Josh thinks that Denis has been depressed over something, but Josh still wants his late distribution of the profits from the KGB Bar. And Josh says that Todd is distraught about some kind of trouble caused by his son, who is now in his twenties and lives upstate with his girlfriend.

We went back to Josh’s apartment and then I accompanied him on a trek down Broadway to find unfashionable black Levis, which Josh hopes he can use to get around his boss’s new ban on wearing blue jeans.

If I didn’t get the 2:10 PM train, I would have had to wait two hours for the next one, so at 1:30 PM Josh walked me to Union Square, where I took the N to Penn Station.
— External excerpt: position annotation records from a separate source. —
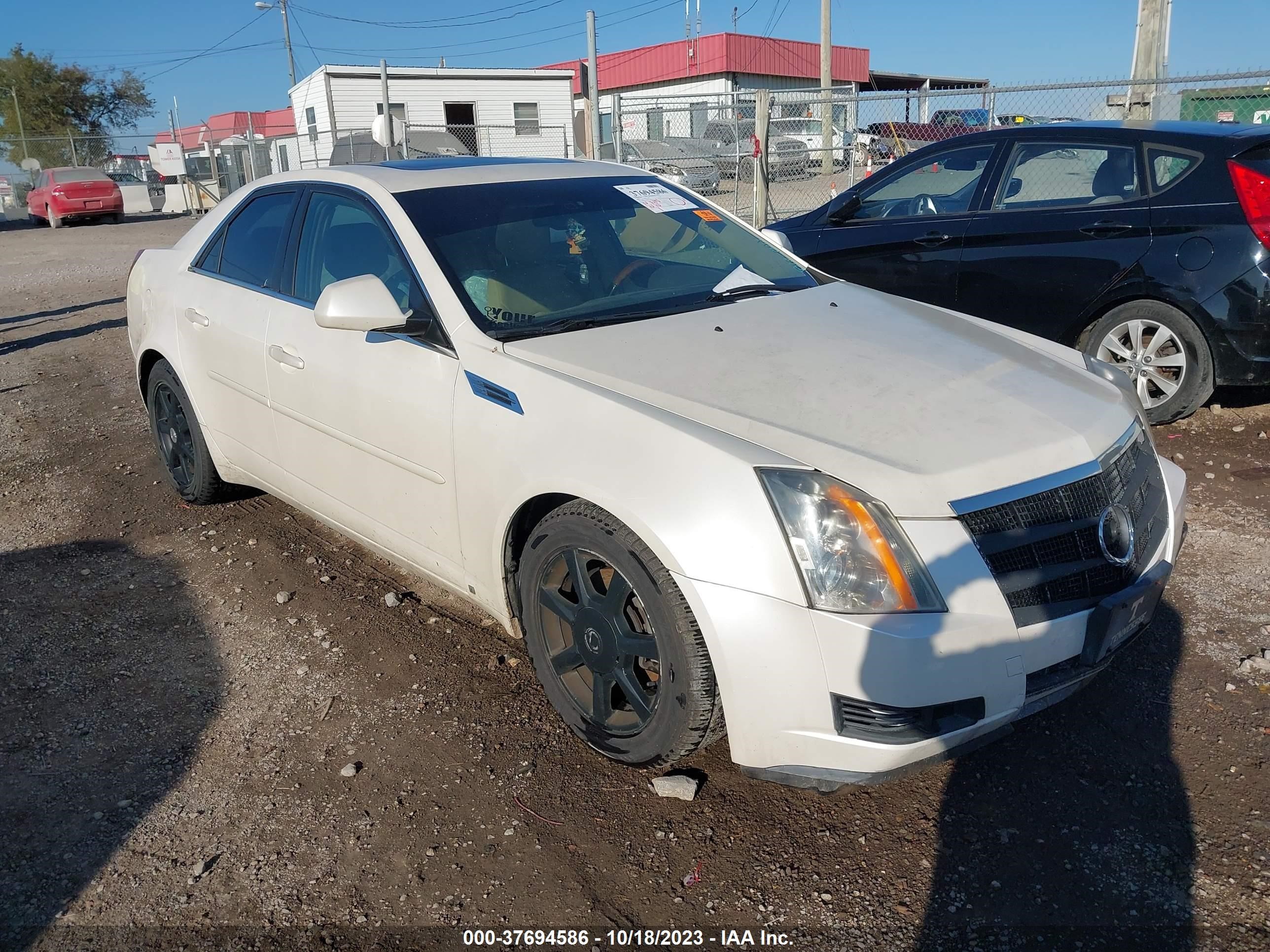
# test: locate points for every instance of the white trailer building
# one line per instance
(492, 112)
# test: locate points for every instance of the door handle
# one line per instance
(281, 356)
(1105, 229)
(931, 239)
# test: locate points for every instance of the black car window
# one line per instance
(1068, 174)
(1169, 166)
(345, 238)
(254, 238)
(943, 184)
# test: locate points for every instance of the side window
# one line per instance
(345, 238)
(1167, 166)
(254, 238)
(1068, 175)
(943, 184)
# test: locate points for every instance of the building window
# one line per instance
(526, 116)
(656, 129)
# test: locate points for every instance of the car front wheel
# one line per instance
(1163, 351)
(182, 448)
(614, 642)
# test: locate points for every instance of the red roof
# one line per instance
(272, 122)
(720, 52)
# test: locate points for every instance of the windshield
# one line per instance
(529, 257)
(798, 127)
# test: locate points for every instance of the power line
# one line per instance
(435, 25)
(191, 59)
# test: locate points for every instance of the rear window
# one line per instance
(84, 174)
(1169, 166)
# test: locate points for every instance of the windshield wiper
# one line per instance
(564, 324)
(746, 291)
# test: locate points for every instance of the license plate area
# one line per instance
(1119, 617)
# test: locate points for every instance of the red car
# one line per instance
(80, 192)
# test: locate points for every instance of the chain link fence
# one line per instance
(804, 164)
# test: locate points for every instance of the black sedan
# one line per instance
(1145, 244)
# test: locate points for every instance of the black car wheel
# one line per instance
(182, 448)
(1163, 351)
(614, 642)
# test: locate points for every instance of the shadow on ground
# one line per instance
(1076, 830)
(108, 681)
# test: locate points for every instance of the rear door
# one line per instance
(906, 238)
(1067, 220)
(364, 420)
(223, 311)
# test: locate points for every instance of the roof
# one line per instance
(373, 71)
(268, 124)
(458, 170)
(715, 54)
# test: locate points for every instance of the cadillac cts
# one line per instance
(703, 480)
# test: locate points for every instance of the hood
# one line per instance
(910, 403)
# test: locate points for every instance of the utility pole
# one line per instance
(826, 91)
(22, 134)
(592, 84)
(388, 113)
(286, 32)
(1150, 56)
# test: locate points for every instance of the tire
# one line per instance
(182, 450)
(1189, 369)
(654, 616)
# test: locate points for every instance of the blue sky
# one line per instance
(1008, 41)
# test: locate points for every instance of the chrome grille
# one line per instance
(1043, 549)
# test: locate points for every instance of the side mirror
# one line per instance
(362, 304)
(847, 206)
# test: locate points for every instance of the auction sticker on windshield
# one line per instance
(660, 199)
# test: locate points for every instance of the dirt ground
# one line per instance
(173, 737)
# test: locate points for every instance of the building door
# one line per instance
(461, 124)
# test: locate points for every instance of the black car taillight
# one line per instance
(1253, 188)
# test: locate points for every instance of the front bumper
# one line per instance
(780, 664)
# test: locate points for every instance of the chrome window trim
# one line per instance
(1042, 484)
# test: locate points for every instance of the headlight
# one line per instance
(849, 549)
(1114, 375)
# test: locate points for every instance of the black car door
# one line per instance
(1067, 220)
(905, 237)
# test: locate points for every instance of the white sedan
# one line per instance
(700, 477)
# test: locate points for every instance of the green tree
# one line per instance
(60, 100)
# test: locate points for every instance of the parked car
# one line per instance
(74, 193)
(696, 479)
(786, 158)
(1142, 244)
(670, 160)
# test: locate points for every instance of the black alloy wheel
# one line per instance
(182, 448)
(614, 642)
(602, 648)
(175, 437)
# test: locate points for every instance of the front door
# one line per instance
(364, 420)
(221, 331)
(906, 237)
(1066, 223)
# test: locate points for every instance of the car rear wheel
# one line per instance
(182, 448)
(1163, 351)
(614, 642)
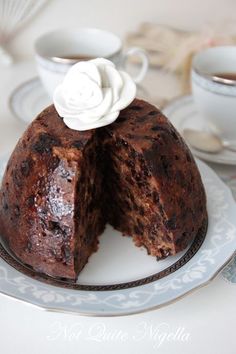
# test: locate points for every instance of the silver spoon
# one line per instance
(207, 142)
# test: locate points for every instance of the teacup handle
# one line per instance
(139, 52)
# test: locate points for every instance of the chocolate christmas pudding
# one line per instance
(98, 156)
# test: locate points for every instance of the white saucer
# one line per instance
(28, 100)
(183, 113)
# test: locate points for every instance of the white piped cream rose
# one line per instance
(92, 94)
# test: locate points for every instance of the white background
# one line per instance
(209, 314)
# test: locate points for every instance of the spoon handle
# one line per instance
(230, 145)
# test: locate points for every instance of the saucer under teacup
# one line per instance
(183, 114)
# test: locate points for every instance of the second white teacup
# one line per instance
(57, 51)
(214, 89)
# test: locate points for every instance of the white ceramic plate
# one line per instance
(122, 279)
(28, 100)
(183, 113)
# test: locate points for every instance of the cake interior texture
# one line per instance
(61, 187)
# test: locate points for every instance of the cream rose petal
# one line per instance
(83, 94)
(92, 94)
(82, 126)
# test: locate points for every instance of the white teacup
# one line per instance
(57, 51)
(214, 89)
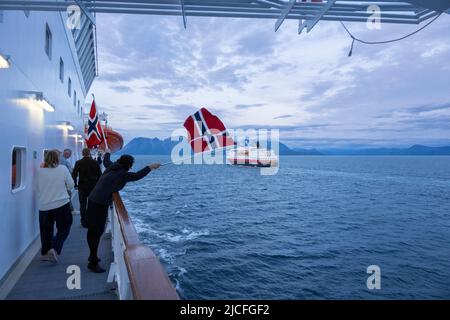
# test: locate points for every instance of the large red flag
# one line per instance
(206, 132)
(95, 134)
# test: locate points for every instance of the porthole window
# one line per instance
(18, 168)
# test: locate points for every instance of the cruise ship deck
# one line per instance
(45, 281)
(134, 272)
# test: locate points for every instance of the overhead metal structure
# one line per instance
(307, 12)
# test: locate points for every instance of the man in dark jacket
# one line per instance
(85, 174)
(113, 180)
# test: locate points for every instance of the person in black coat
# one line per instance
(85, 174)
(113, 180)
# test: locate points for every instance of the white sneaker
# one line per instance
(52, 256)
(44, 257)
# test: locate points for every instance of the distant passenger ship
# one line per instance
(252, 156)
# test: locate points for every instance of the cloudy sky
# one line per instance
(154, 73)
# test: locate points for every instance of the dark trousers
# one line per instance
(96, 214)
(82, 196)
(62, 216)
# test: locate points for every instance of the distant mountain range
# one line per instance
(155, 146)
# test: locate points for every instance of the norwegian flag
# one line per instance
(206, 132)
(94, 136)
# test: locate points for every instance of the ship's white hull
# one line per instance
(249, 156)
(28, 126)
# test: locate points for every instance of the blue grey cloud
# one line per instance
(154, 74)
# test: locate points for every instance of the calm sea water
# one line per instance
(309, 232)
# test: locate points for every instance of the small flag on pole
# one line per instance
(95, 135)
(206, 132)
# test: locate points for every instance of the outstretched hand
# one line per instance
(154, 166)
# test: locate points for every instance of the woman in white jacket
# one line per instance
(53, 183)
Manhattan still seems a little skeevy to me, but I’m sure I’ll get used to it again soon. Still I guess I prefer the clean if arid and congested suburbs of the sunbelt. Teresa said there were new Oyster Bay line trains, but I got an old, greasy, grimy one at Jamaica, and it only accentuated my own feelings of dirtiness from not showering or shaving.

At the Locust Valley station, Teresa was waiting for me because she’d been passing by as the train stopped and thought that I might be on it.

By the time I got home, Paul had fixed the water problem – his plumber friend never showed up – So I could indulge in what seemed like a luxurious shower.

Teresa’s parents arrived for dinner, and of course I have to be the spoilsport, eschewing both the lobster her parents brought and Teresa’s pork chops in favor of just salad, bread, asparagus, potatoes and corn.

The dinner table conversation was mostly about food and Italy (as two separate subjects or as one), but I enjoyed the company and the meal in the dining room.

Paul left the table abruptly and fell asleep in the living room, eventually joined by Teresa’s father as she, her mother and I continued to chat.

After Teresa’s parents left, I went to my room and read the Times in bed until midnight.

In the morning I called Mom to wish her a happy Mother’s Day. She said that Marc had driven back to Phoenix from Las Vegas, where he and his friend Lou stayed at the Mirage and saw what Marc thought was “the most amazing show” at the Bellagio on Friday night.

Mom said that Dad will deposit my $1,940 Nova paycheck on Monday.

Sat Darshan wrote that I may be contacted by the Arizona Adoption Services Agency because she used me as a reference. Her nephew Tandeep will be in New York City for a few days this coming week, so I told Sat Darshan to give him my number.